I expected them to treat our rabbits as prey, so did not give them access to the rabbits for months after we first got the buns. The cats were curious at first, but then ignored them, so I let the rabbits out of their cage to see what would happen. And what happened was nothing. The cats, amazingly, seem to understand that the buns are part of the family, and not prey. 

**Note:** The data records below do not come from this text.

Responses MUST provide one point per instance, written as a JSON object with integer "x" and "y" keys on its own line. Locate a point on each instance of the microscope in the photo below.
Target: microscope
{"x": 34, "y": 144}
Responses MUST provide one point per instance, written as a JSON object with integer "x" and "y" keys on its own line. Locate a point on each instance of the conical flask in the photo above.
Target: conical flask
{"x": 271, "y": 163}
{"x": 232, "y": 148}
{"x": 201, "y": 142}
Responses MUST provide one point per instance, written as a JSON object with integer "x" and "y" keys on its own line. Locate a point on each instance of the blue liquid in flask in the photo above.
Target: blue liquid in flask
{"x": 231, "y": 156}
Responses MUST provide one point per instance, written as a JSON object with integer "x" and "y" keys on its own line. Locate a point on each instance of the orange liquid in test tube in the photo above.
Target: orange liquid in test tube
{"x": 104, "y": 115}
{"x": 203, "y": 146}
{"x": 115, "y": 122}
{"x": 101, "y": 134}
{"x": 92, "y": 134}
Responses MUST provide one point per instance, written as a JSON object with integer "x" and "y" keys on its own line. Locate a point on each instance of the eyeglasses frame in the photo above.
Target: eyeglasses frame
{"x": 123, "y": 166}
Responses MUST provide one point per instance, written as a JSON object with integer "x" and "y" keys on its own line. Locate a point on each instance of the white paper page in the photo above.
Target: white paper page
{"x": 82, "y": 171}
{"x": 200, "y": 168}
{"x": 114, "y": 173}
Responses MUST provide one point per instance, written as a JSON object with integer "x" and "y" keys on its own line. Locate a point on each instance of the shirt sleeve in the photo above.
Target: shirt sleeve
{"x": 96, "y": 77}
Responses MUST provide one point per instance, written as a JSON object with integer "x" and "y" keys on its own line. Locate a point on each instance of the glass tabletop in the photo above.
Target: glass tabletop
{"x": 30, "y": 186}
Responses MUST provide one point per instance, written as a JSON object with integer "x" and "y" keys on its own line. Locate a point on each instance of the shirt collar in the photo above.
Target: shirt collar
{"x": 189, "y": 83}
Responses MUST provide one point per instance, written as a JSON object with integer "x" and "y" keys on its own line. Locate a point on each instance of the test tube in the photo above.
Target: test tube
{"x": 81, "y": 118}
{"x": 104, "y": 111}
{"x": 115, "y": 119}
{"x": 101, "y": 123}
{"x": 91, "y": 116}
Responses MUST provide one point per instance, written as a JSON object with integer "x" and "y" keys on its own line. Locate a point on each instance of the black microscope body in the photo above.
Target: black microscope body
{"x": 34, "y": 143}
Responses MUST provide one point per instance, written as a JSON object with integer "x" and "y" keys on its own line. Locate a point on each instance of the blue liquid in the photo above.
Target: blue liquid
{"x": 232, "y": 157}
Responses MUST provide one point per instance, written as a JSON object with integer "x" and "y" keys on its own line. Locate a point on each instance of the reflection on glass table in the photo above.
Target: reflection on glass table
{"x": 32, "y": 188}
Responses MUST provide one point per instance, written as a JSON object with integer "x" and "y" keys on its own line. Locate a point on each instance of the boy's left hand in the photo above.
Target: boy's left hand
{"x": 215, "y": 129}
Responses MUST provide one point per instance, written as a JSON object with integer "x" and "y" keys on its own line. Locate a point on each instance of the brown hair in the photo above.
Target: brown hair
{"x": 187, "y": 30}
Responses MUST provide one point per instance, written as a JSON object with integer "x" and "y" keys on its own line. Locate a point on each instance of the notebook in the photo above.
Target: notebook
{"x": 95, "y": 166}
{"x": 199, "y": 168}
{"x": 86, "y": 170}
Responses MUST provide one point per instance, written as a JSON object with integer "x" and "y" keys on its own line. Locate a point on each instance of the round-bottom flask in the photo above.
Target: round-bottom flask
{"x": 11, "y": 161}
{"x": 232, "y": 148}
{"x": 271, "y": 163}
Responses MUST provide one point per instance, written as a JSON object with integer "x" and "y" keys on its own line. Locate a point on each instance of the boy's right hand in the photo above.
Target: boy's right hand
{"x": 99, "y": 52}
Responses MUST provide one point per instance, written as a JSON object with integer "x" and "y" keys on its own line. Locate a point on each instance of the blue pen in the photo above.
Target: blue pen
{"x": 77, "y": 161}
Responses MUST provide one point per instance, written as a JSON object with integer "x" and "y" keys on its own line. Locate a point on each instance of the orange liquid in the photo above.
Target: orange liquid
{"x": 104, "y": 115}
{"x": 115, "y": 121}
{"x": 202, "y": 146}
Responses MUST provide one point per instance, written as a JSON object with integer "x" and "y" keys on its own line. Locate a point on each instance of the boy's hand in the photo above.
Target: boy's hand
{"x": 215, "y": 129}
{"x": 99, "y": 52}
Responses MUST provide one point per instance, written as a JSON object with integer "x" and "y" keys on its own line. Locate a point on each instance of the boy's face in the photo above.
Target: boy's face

I know dogs can have that sense of family, but never expected it from cats. So, the bottom line is that cats can befriend rabbit as part of the family, even if they have a history of killing wild rabbits.


----------



## Must_Love_Pets (Aug 17, 2011)

My Bengal cat and DSH are both a little scared of my Flemish becasue he is so big. I keep them both away form my mini rex, he is smaller and much easier to pounce when their instincts kick in. But from what I can tell is that neither Talladega nor Ricky Bobby really give a hot about either rabbit. Thor is just intimidating.


----------



## MonsterElla (Aug 18, 2011)

I wonder... how do you raise such friendly pets? My pets are super loving towards me but they are having difficulty dealing with other people. My rabbit, especially now, he is sweet... only to me. But he's scared of other people.


----------



## MiniLopHop (Aug 18, 2011)

I think part of it is when they are young I expose them to as many things, people, other animals as possible. My one cat that I had since he was 6 weeks old I would take to the pet store and ask strangers to hold him for a second to teach him to trust strangers. Now he thinks EVERYONE that comes into the house is there to play with him! We had to shut him down stairs because he kept sitting on the plumer's back while the man was trying to work.

With the older animals it takes longer, but slowly exposing them to multiple situations and giving them lots of treats and positive reinforcement helps. The rabbits go to the pet store to pick out treats every couple of months. They love riding around in the cart and getting attention from strangers. They get pet and new yummy snacks so it is a very positive situation. Some times they are in the mood for oat hay, some times orchard grass, etc so it gives them veriety in addition to their normal timothy.

I also have a rule that every fuzzy pet (excludes the fish and birds who would be upset) gets a hug every day whether they like it or not. At first they may not be very happy with it, but over time every one has come to want it. The buns get one on one tv time every night for 30 minutes each. I want to make sure they know they are loved as individuals and it helps reassure me everyone is healthy since I do a little check with massage daily. Heck, Andre will put a foot out and spread his toes wide when he wants a foot rub!


----------



## Bunnylova4eva (Aug 18, 2011)

About Chrome: I don't think you mentioned hay. Do you feed him hay? Bunnies should have an unlimited access to hay. Every day. All day. My vet said to up the hay when my bunny wasn't eating all the cecotrophs. Basically its a lack of fiber. And if he's not too interested in the hay, try mixing several types to keep interest. I think hay will resolve the problem with him leaving the cecals. Also, do you know how much fiber is in his pellets? I think the pellets i give mine has like 25% crude fiber (max). The fiber is what they really need if you're seeing cecals in the tray.


----------



## Bunnylova4eva (Aug 25, 2011)

How's Chrome doing???


----------